What can I say about Dean Labriola? He belonged to a category of one, had a touch of the old sui generisitis, he would say, his fleshy lips concealing a smile, crows feet forming at the corners of his eyes, his whole carriage an invitation to revel in the double meanings, ribald implications, and arcane references rife in his every utterance. He greeted me at the beginning of the semester, asked about my child, flashed me a smile. Three weeks ago he signed my reimbursement forms for expenses incurred in the line of departmental duties. And in a not unrelated matter, two weeks ago he interview my good friend D. about a faculty position with the math department, and gave her a glowing report, D. and K evince an infectious good energy, and would be valuable additions to the college; the other two candidates are acceptable. D. and I had a long good laugh about this man (is he unwell? she asked, he seemed a touch ashen.
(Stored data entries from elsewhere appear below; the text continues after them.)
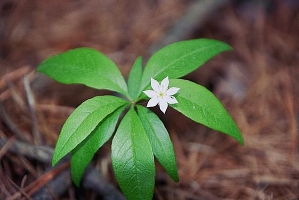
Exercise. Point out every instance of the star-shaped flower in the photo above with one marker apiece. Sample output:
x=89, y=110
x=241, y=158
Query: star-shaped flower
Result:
x=161, y=94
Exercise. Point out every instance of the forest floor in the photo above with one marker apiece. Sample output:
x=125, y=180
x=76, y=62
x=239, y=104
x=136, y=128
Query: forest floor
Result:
x=257, y=83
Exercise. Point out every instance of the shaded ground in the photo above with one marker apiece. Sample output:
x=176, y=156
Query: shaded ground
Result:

No, no, just a touch of prostate cancer, nothing to worry about. He's much too jovial to succumb.)

Really, what do I know about his guy? He wore elbow patches. He kept his meetings short. He dropped lines from Donne and Shakespeare, he touched his thumbs to his middle fingers when he spoke, and spoke very slowly, with perfect Oxfordian timing (though he would lose it upon occasion and start cackling like hyena when he found his wit too pregnant to bear.) He embodied the basic ridiculousness that is being an academic in a minor American university, and carried that charge with pride and dignity. He was ,in a way, our standard bearer, and we loved him because he reminded us that the line between being and play-acting is one of perspective. He was the most vital man in the college, 69 years old, sly and wiry and decadent and polished. He made me laugh. He was kind. I still haven't thanked him for remembering that we had a child.